20 May 2020
In light of the Government's Three Waters Review, Otago and Southland councils have been discussing whether a collaborative approach to water services delivery (drinking water, stormwater and wastewater) could benefit Otago and Southland communities and the environment.
Government funding has been secured that will enable the councils to undertake an indicative business case to explore viable options for the future delivery of 3 Waters services.
At Central Otago District Council's meeting on Monday this week Executive Manager – Infrastructure Services Julie Muir said the investigation would produce options that would inform further discussions and, in time, public consultation on how 3 Waters services are delivered.
"We have been advised during the lockdown that the government is proceeding with the review of 3 Waters and has a deadline of the end of 2021 for councils to consider voluntary change of water service delivery arrangements. At the same time councils are being given the opportunity to look at voluntary change the government is working on development of models for potential legislated reform.
"The work that the Otago and Southland councils have commenced is to enable the region to consider which options for voluntary change would best suit our region."
The business case is expected to take approximately eight months. It will then be brought back to councils for discussion and a decision on how to proceed. Then public consultation would follow.
The Council's 3 Waters and Waste Portfolio Lead Nigel McKinlay said he believed the changes coming from Central Government had "the potential to change radically the way in which local government is run".
"Depending on what is implemented and when it is implemented it has the potential to change the political and constitutional balance between central and local government. This is big grunty stuff that we are starting on a path down. I think this is just the opening shot of what's going to be quite a long and important process to keep our eyes and a close control on," said Cr McKinlay.
The indicative business case has been costed at $375,000. Government will fund 50% of the cost and the remaining 50% will be funded jointly by Otago and Southland local and regional councils.
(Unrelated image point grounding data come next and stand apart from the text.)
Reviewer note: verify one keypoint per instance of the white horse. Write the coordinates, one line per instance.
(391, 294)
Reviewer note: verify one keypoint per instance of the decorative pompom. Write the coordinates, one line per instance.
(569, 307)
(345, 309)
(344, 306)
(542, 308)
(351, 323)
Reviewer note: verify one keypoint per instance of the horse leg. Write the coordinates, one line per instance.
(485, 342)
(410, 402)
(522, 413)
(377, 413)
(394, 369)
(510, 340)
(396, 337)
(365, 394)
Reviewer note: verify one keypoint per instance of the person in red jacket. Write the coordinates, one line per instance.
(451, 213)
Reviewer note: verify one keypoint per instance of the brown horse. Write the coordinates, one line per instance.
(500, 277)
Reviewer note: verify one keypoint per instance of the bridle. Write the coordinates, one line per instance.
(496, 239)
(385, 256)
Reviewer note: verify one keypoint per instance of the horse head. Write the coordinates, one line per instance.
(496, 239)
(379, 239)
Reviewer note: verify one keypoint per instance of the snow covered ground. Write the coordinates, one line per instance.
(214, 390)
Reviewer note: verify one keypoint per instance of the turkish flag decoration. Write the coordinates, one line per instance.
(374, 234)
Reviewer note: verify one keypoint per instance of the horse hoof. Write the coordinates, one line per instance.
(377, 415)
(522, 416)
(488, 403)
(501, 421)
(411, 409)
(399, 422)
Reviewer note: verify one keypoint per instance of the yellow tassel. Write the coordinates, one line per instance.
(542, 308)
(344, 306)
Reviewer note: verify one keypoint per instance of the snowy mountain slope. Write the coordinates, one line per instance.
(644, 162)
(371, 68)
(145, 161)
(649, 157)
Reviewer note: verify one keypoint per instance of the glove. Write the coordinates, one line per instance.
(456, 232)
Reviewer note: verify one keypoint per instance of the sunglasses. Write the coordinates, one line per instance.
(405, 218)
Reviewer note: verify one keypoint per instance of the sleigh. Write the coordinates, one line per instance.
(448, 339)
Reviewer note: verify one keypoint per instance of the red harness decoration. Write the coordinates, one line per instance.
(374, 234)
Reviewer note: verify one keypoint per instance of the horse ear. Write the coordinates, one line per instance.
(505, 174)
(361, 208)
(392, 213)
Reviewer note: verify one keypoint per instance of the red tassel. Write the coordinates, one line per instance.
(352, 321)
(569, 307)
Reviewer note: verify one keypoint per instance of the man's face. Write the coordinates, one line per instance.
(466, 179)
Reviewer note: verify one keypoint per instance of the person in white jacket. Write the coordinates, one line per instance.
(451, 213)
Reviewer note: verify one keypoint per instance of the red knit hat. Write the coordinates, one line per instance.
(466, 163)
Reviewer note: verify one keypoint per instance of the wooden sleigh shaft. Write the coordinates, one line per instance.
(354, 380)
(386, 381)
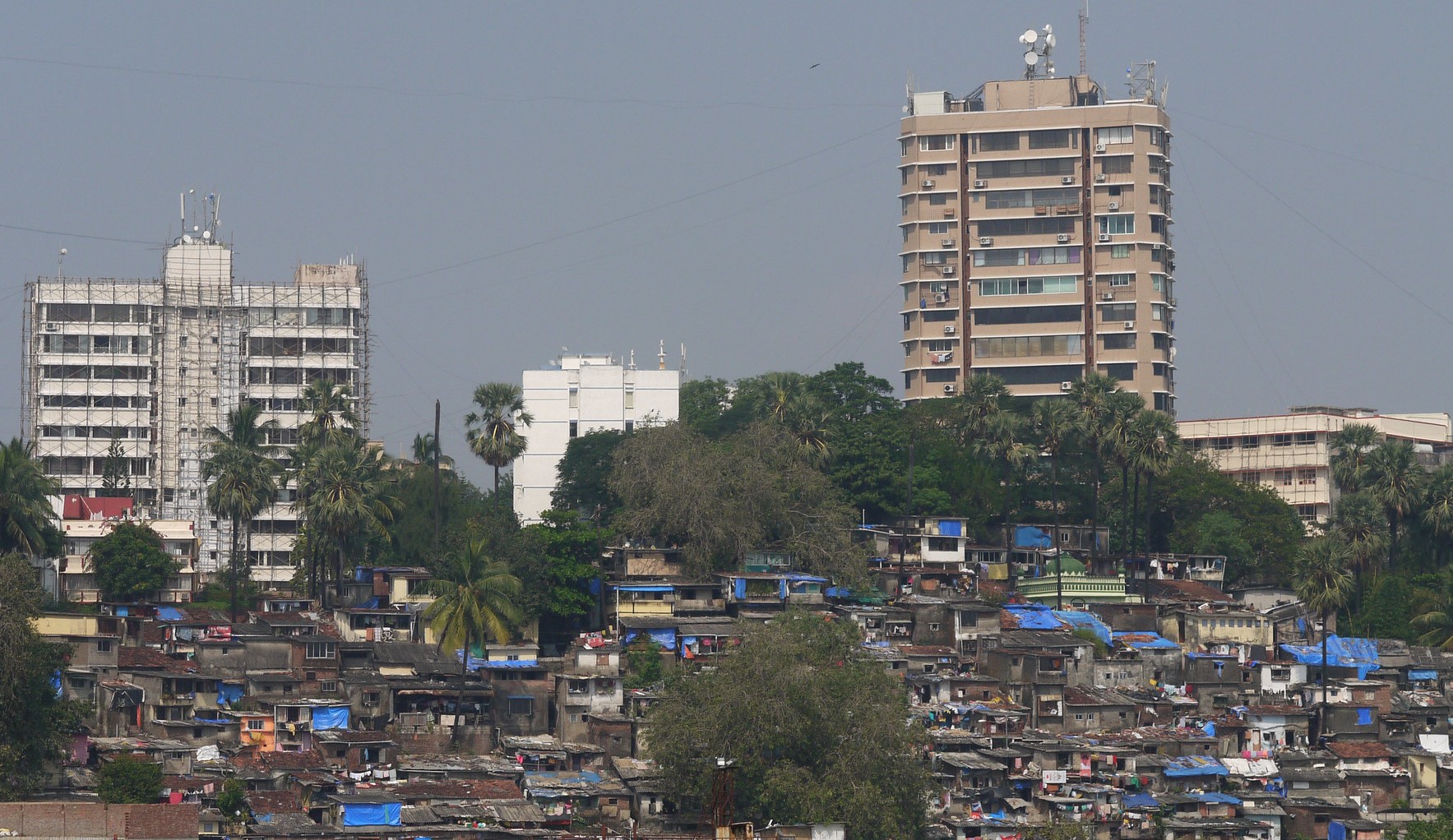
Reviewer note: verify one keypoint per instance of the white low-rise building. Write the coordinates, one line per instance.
(579, 395)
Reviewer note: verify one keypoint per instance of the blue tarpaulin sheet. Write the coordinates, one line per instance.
(373, 815)
(1030, 537)
(1343, 653)
(330, 718)
(1180, 766)
(664, 637)
(1144, 639)
(1034, 616)
(229, 694)
(1080, 620)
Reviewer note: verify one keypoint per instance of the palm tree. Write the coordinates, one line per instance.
(1437, 507)
(1153, 446)
(1350, 446)
(1053, 420)
(345, 499)
(1091, 399)
(1125, 407)
(1324, 584)
(494, 429)
(474, 601)
(25, 514)
(331, 416)
(1003, 444)
(1395, 482)
(242, 477)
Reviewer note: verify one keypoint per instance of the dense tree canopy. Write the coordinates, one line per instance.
(131, 564)
(801, 709)
(35, 724)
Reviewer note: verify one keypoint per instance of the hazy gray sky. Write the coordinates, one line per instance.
(528, 176)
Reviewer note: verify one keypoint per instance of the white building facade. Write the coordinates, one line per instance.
(579, 395)
(153, 363)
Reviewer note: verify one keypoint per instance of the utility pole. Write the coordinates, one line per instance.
(437, 458)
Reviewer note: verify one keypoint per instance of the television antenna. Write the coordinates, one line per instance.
(1038, 48)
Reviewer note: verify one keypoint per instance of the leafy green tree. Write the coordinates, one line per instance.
(231, 801)
(721, 499)
(35, 724)
(242, 480)
(127, 781)
(704, 403)
(1324, 584)
(115, 471)
(494, 427)
(833, 714)
(131, 563)
(585, 476)
(1396, 482)
(25, 514)
(474, 599)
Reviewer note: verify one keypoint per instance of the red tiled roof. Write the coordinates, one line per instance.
(1360, 750)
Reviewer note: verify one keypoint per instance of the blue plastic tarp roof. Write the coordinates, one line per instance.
(1030, 537)
(1343, 653)
(1178, 766)
(1080, 620)
(1034, 616)
(1145, 639)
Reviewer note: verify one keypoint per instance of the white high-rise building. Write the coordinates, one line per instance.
(153, 363)
(574, 395)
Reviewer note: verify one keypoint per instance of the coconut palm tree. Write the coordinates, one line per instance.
(494, 429)
(25, 514)
(1153, 444)
(1053, 422)
(1395, 482)
(1090, 395)
(345, 499)
(1324, 584)
(1003, 444)
(1350, 446)
(1437, 507)
(242, 478)
(474, 599)
(1125, 407)
(331, 416)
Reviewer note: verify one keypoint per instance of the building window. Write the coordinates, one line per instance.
(998, 141)
(1115, 136)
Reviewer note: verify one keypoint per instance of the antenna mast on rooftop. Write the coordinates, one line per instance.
(1085, 26)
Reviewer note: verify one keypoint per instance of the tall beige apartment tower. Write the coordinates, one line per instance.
(1036, 238)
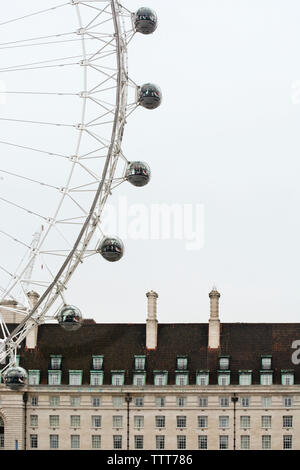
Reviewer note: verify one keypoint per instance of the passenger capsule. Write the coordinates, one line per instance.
(138, 173)
(112, 249)
(15, 377)
(145, 20)
(70, 318)
(149, 96)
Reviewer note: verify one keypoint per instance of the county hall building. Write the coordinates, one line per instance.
(153, 386)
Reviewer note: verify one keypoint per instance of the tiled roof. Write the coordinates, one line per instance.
(245, 343)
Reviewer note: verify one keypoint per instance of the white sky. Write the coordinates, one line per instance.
(226, 136)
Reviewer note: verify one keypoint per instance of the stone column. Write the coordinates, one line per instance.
(214, 322)
(151, 322)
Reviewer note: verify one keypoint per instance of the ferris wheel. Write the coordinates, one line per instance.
(65, 97)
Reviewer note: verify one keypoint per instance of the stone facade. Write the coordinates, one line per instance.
(188, 378)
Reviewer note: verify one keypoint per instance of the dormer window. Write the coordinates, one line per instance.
(139, 362)
(160, 378)
(245, 377)
(55, 362)
(224, 378)
(266, 362)
(202, 377)
(266, 378)
(117, 377)
(33, 377)
(182, 378)
(96, 377)
(182, 362)
(97, 362)
(287, 377)
(224, 362)
(139, 379)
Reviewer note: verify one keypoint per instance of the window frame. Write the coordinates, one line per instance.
(75, 373)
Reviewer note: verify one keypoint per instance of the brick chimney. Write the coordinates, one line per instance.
(214, 321)
(31, 338)
(151, 322)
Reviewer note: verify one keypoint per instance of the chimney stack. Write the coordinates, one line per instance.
(31, 338)
(214, 321)
(151, 322)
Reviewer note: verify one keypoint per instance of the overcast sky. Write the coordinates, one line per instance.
(226, 138)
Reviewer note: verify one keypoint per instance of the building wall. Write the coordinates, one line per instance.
(12, 411)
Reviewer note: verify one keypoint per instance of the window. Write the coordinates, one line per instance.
(181, 421)
(75, 441)
(96, 402)
(139, 362)
(245, 402)
(54, 421)
(139, 380)
(75, 421)
(266, 362)
(160, 402)
(223, 379)
(33, 377)
(54, 401)
(266, 442)
(182, 379)
(160, 378)
(245, 422)
(75, 402)
(34, 420)
(96, 442)
(139, 401)
(33, 441)
(96, 421)
(287, 421)
(160, 442)
(288, 402)
(202, 378)
(287, 378)
(117, 442)
(182, 363)
(117, 402)
(266, 422)
(288, 442)
(97, 362)
(160, 421)
(117, 421)
(181, 442)
(138, 442)
(224, 363)
(266, 378)
(55, 362)
(202, 421)
(54, 377)
(202, 442)
(138, 422)
(245, 442)
(224, 402)
(266, 402)
(245, 378)
(75, 377)
(117, 378)
(54, 442)
(203, 402)
(96, 378)
(223, 442)
(181, 402)
(34, 400)
(223, 422)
A full report outlining the investigation is being presented to most councils at their meetings this month and was presented to Central Otago District Council this week.
The 10 councils are Dunedin City Council, Central Otago District Council, Clutha District Council, Queenstown Lakes District Council, Waitaki District Council, Otago Regional Council, Gore District Council, Invercargill City Council, Southland District Council and Environment Southland.